Se Trump retirasse ação por vazamento de documentos secretos em 2010, Assange provaria que Rússia não foi a fonte de e-mails polêmicos


O deputado republicano Dana Rohrabacher, da Califórnia, contatou a Casa Branca nesta semana na tentativa de fechar um acordo que encerraria os problemas judiciais nos Estados Unidos do fundador do WikiLeaks, Julian Assange, em troca do que o congressista descreveu como evidências de que a Rússia não foi a fonte dos e-mails vazados publicados pelo site na campanha presidencial de 2016.
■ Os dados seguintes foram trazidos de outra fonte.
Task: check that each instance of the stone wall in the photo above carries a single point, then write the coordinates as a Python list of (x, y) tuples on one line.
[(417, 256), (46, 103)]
A proposta feita por Rohrabacher em telefonema ao chefe de gabinete da Casa Branca, John Kelly, na quarta-feira, aparentemente buscava acabar com a investigação contra o WikiLeaks após o vazamento de documentos secretos dos EUA em 2010 por meio de um perdão ou outro ato de clemência do presidente Donald Trump.

Foto: U.S. Air Force Tech. Sgt. Brigitte N. Brantley
Acordo poderia ajudar Trump sobre polêmica com a Rússia

O possível “acordo” envolveria um perdão “ou algo similar” para Assange, disse o deputado. Em troca, Assange apresentaria um dispositivo com dados que segundo o congressista inocentaria a Rússia da controvérsia sobre qual a fonte do material roubado e vazado para embaraçar o Partido Democrata na eleição de 2016.

Rohrabacher confirmou que falou com Kelly nesta semana, mas não quis informar o conteúdo do diálogo. Segundo uma fonte do governo, Kelly orientou o congressista a falar com o setor de inteligência, mas não informou detalhes da proposta a Trump.

Uma das vozes mais favoráveis à Rússia no Congresso, Rohrabacher viajou a Londres em agosto para se reunir com Assange, que vive na embaixada do Equador desde 2012 para evitar ser extraditado para a Suécia por acusações de abuso sexual. A investigação sueca foi encerrada em maio, mas Assange segue na embaixada por temer ser preso e extraditado para os EUA. Após sua visita, o deputado disse em comunicado que Assange sustentou que os russos não estavam envolvidos no vazamento desses e-mails. Fonte: Dow Jones Newswires.